Load a model and use multiple GPUs at inference

I have a model that I train on multiple GPUs, and then use it for inference. If I do training and inference all at once, it works just fine, but if I save the model and try to use it later for inference using multiple GPUs, then it fails with this error:

RuntimeError: Expected tensor for argument #1 'input' to have the same device as tensor for argument #2 'weight'; but device 1 does not equal 0 (while checking arguments for cudnn_convolution)

So, this works fine:

  • Create model
  • Train model on multiple GPUs
  • Use model for inference using multiple GPUs

This fails at inference:

  • Create model
  • Train model on multiple GPUs
  • Save model using torch.save(model, path)
  • Load model using torch.load("path", map_location=torch.device("cpu")), also fails if I don’t use map_location
  • Use model for inference using multiple GPUs (I don’t forget to use to(device))

What am I doing wrong?

Could you explain how multiple GPUs are used in the working cases?
Are you using DistributedDataParallel or any manual model sharding?

Thank you for your answer.
No, I use if torch.cuda.device_count() > 1: model = nn.DataParallel(model) for the multiple GPUs part in both scenarios. In fact the code is exactly the same, it’s just that if the model is not already trained, then I train and saved it.
I should precise that I work on a cluster made of nodes containing 4 GPUs each.
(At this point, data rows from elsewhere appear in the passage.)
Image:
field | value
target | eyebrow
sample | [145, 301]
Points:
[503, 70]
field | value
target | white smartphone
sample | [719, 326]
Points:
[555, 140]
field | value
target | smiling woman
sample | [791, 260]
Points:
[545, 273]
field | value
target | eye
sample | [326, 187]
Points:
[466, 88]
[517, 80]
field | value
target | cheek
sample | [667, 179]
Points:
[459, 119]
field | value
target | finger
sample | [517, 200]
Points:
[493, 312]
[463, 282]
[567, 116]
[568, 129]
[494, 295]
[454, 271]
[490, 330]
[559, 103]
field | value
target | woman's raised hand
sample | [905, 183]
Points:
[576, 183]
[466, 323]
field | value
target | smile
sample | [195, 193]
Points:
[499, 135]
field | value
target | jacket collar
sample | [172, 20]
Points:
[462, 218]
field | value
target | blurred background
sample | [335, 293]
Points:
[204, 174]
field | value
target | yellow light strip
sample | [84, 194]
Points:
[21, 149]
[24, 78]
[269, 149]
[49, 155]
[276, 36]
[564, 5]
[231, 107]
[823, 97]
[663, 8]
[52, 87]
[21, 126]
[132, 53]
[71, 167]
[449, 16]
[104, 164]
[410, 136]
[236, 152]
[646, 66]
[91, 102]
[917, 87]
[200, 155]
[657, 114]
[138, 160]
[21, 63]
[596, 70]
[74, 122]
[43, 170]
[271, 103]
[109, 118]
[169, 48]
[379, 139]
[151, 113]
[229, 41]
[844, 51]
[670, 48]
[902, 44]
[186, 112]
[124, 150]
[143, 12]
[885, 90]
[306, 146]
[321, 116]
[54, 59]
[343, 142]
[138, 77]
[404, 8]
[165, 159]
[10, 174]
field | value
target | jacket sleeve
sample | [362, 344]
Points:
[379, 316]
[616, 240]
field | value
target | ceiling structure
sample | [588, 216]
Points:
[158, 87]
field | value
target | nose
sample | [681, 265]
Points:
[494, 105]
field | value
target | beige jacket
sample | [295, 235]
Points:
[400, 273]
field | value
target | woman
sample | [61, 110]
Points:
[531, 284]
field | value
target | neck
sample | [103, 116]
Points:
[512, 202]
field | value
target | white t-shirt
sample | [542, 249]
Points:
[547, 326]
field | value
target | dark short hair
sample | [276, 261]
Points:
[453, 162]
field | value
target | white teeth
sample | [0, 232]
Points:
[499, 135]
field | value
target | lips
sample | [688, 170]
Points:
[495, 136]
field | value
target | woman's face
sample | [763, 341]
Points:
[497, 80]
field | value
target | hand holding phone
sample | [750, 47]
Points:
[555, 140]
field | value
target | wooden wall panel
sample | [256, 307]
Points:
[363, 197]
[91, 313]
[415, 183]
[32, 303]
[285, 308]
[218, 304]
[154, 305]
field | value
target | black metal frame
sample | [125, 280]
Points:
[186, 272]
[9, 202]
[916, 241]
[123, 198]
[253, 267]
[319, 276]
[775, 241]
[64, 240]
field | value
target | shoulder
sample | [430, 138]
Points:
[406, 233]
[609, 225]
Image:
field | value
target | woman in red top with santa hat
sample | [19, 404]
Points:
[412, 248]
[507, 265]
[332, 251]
I did the test requesting and using 2 rtx2080.

OK, strange. Could you post a minimal, executable code snippet showing the failure, please?
The model definition as well as some random input tensors might be sufficient to reproduce the issue.
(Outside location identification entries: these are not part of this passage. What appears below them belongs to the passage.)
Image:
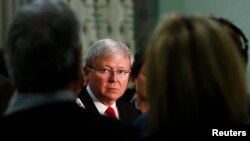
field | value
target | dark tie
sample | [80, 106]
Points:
[110, 112]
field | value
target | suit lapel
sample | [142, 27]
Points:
[87, 101]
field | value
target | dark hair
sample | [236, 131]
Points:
[139, 60]
[3, 69]
[238, 36]
[41, 46]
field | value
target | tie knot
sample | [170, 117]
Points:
[110, 112]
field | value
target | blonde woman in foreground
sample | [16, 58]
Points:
[196, 80]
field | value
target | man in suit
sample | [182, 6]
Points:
[43, 54]
[106, 71]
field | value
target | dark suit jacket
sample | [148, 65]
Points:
[63, 120]
[126, 111]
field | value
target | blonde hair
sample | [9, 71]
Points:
[195, 74]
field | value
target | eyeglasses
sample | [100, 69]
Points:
[108, 72]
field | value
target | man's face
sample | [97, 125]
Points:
[108, 77]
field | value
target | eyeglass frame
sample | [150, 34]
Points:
[109, 71]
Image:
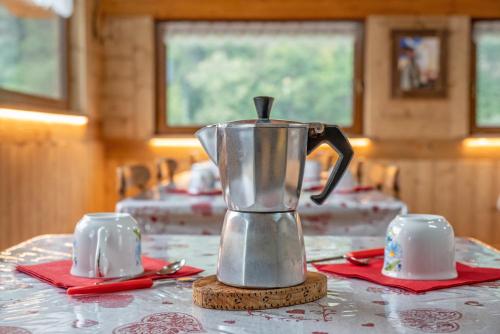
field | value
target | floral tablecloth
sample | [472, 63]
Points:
[352, 306]
[363, 213]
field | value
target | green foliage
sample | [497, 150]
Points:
[29, 55]
[214, 78]
[488, 80]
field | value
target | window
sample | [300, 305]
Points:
[33, 59]
[486, 76]
[209, 72]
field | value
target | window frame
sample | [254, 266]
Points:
[474, 128]
[19, 100]
[161, 121]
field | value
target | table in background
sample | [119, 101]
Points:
[361, 213]
[352, 306]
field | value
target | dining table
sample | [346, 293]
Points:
[28, 305]
[361, 211]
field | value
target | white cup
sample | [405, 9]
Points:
[420, 247]
[106, 245]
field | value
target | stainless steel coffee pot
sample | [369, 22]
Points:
[261, 164]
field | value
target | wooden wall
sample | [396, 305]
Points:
[50, 175]
[423, 137]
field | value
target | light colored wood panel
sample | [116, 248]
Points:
[484, 200]
[443, 188]
[296, 9]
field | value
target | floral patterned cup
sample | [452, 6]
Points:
[106, 245]
[420, 247]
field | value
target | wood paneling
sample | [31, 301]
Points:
[47, 184]
[50, 175]
[296, 9]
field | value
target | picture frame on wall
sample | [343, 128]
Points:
[419, 66]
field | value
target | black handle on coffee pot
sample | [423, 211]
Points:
[330, 134]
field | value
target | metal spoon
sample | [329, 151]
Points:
[168, 269]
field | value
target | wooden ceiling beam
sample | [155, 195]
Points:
[297, 9]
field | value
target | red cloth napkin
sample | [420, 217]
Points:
[372, 272]
[58, 274]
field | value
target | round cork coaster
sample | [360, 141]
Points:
[208, 292]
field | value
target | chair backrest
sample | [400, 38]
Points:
[391, 180]
[132, 176]
[384, 178]
[165, 170]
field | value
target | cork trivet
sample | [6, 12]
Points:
[208, 292]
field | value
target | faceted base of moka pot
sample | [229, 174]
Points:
[261, 250]
[208, 292]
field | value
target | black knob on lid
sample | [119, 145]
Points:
[263, 104]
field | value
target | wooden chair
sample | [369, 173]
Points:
[132, 176]
[165, 170]
[390, 184]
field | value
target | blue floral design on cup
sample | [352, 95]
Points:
[392, 254]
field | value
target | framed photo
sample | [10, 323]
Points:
[419, 63]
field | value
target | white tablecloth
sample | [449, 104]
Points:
[352, 306]
[362, 213]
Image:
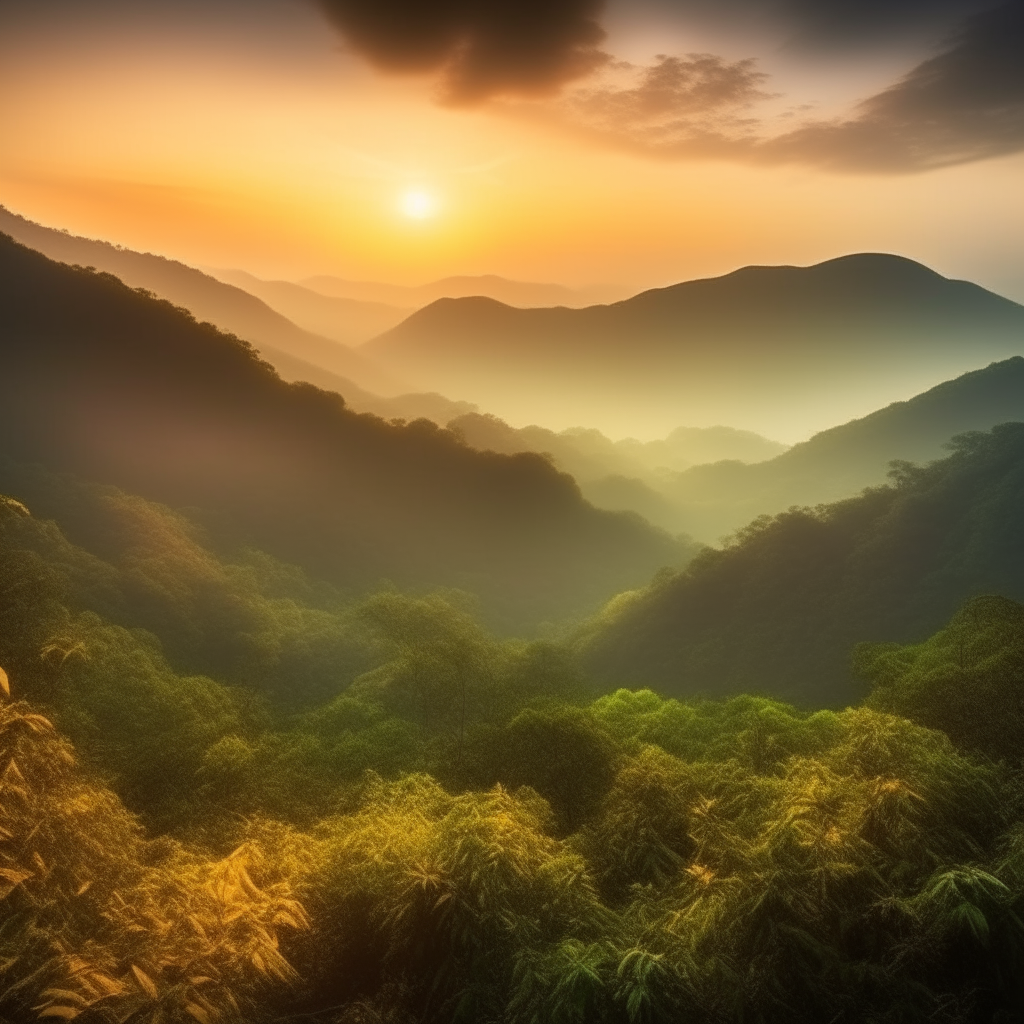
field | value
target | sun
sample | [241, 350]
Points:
[419, 204]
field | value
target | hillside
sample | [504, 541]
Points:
[779, 609]
[620, 475]
[297, 353]
[713, 500]
[124, 389]
[349, 322]
[513, 293]
[779, 350]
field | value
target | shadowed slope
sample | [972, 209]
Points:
[716, 499]
[291, 349]
[779, 609]
[773, 349]
[125, 389]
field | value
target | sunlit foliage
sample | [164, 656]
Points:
[456, 830]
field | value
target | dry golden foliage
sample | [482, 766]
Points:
[115, 924]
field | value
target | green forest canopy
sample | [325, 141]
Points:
[452, 827]
[116, 386]
[779, 607]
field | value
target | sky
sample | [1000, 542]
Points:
[637, 143]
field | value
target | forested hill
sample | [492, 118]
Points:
[297, 353]
[715, 499]
[121, 388]
[779, 609]
[757, 348]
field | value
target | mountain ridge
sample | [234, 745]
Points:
[781, 351]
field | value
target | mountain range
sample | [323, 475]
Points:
[297, 353]
[776, 349]
[512, 293]
[779, 609]
[121, 388]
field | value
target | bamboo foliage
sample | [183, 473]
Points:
[103, 925]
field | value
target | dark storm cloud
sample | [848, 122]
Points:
[965, 103]
[480, 47]
[828, 24]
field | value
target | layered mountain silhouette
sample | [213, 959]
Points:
[713, 500]
[297, 353]
[779, 610]
[513, 293]
[347, 321]
[119, 387]
[782, 350]
[625, 475]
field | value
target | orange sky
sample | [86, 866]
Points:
[284, 156]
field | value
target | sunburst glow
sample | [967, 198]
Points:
[419, 204]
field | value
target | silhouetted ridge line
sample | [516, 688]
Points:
[122, 388]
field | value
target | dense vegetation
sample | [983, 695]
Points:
[238, 790]
[379, 812]
[712, 500]
[116, 386]
[779, 607]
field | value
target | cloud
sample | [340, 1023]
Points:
[964, 104]
[825, 25]
[480, 48]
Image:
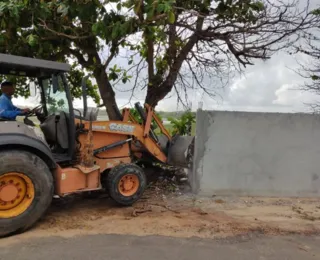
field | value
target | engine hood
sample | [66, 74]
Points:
[19, 128]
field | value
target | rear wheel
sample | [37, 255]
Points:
[126, 183]
[26, 191]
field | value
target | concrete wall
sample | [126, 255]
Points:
[256, 154]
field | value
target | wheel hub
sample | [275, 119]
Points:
[8, 193]
[16, 194]
[128, 185]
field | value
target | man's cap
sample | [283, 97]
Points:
[6, 84]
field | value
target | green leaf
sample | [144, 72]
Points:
[32, 40]
[62, 9]
[137, 7]
[119, 6]
[171, 17]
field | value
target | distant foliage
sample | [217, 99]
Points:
[183, 125]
So, I fixed the issue, or at least I did what was “recommended”.

When saving the model, I was saving the entire model torch.save(model, path), not the state dict torch.save(model.state_dict(), path). And now I can use multiple GPUs or not for training, save the model, load it, and use multiple GPUs of not for inference.

However, it seems that saving the entire model is bugged.

I had to train another model, completely different architecture. The exact same thing happened, with the same solution: if I save the entire model, I cannot use multiple GPUs after, but if I save the state dict, then everything is fine.